That made me laugh, also reminded me of a story a friend told several years ago. They were at a semi fancy restaurant and a boy at the table next to them (maybe 4-6 years old) had to go to the bathroom. No-one from his table would take him so he finally went on his own after getting very wiggly. The path to the bathroom was by the front door. A man was coming in as the boy was heading past the front door to the bathroom, but he looked a little confused about getting there. The man was concerned about a kid running round on its own and said "Here there are you lost?" (or something similar). The child shouted at the top of his lungs (breaking the rather silent atmosphere) "Stranger danger!" and punched the man right in the genitals! Then ran for the bathroom. My friend burst out laughing but the family of the child was mortified.


----------



## Polkadot (Feb 10, 2013)

I definitely think they recognise us.All my bettas know me and come to the front when they see me and they do the wiggle dance,they all also react to whistling and clapping and seem to like it,as they act even more excited.
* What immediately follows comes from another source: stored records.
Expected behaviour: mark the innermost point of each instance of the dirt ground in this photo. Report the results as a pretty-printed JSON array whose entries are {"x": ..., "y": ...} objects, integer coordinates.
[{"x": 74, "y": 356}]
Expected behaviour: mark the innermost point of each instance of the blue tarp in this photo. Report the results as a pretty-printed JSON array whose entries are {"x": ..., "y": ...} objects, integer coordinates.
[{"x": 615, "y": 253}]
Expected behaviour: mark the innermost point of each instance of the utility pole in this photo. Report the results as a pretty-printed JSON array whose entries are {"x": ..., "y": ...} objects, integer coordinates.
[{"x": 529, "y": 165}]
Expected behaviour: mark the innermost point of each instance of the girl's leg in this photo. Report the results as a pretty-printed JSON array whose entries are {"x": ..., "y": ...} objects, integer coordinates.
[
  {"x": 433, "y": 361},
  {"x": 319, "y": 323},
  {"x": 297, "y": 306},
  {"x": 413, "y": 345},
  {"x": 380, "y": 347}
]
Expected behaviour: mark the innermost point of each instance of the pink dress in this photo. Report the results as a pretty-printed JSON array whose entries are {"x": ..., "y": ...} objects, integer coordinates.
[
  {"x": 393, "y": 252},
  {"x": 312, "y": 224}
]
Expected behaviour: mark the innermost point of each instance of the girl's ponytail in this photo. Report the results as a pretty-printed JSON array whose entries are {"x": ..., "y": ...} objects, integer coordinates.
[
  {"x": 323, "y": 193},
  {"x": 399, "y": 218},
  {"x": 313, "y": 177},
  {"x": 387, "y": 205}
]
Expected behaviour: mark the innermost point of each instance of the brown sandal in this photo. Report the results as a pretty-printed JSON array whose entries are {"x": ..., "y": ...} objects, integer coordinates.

My bettas flare at my brother too (but not at me) so I am convinced they can recognise and tell the difference between people. They see me all the time and my family only occassionally,and I can see a difference between how much more outgoing they are with me than with my family members who aren't around them as much.


----------



## Tuck2012 (Mar 18, 2015)

Mine is interested in anybody who pays him attention, he is not a shy betta at all, I am certain however that he does know the difference between myself and my husband. He recognises I am to one to give him food and dances for my attention far more than he does for my husband who has never fed him.


----------